A get even sex addiction comedy, Ghosts Of Girlfriends Past retools the basics of Dickens’ A Christma Carol, but comes off more like a commitment challenged Scrooge on Viagra. In other words, it’s the sort of grossout faux feminist fare that is drenched in sleaze, while wallowing in what it postures about condemining.
Miscast in the extreme and not feeling at all like the conniving chauvinist he’s claiming to be, is laid back soft-spoken Matthew McConaughey as Connor Mead. He’s a prominent fashion photographer who doesn’t comprehend why any female would want to be more than a sex object in life, and thinks nothing of dumping women ‘in bulk’ via a conference call, because his schedule is just too busy for one-on-one farewells. Connor is also the kind of guy who believes action in movies refers to the sex scenes, and prides himself on the ideal maximum 39 minute relationship with a woman.
When Connor must begrudgingly take time off to attend the wedding back home of his nerdy brother, Paul (Breckin Meyer), he runs into a childhood playmate and first crush, Jenny (Jennifer Garner). But she has only contempt for the shameless stud, and isn’t shy about letting him know. Zero Chemistry Alert.
Also turning up, most unexpectedly from the afterlife in the catering hall john, is the ghost of Connor’s Uncle Wayne (Michael Douglas), a departed playboy who raised the young Mead boys after their parents were killed in a car crash. And though Wayne once schooled Connor in the art of serial seduction, including field trips to singles bars presented to the boy as classrooms, Uncle Wayne is atoning now for his former dissipated indiscretions on the planet, by arranging for his sex crazed apprentice to be visited by the apparitions of a selection of avenging females.

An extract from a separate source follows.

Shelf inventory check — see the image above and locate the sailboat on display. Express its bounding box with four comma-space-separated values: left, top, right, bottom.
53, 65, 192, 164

Ghosts Of Girlfriends Past does have its quickie laughs, like Uncle Wayne driving around in his nifty bed-mobile. And Connor cruising for ‘wedding sex’ while dodging the ‘bridesmaid estrogen lynch mob’ prior to the ceremony, and accidentally hitting on his brother’s future mother-in-law, played by Anne Archer.
But the whole just doesn’t feel at all like the sum of its parts. Kind of like Connor’s undercooked 39 minute flings, however perfected. And what’s with the PG-13, is this movie meant to be a manual for underage two-timers in training?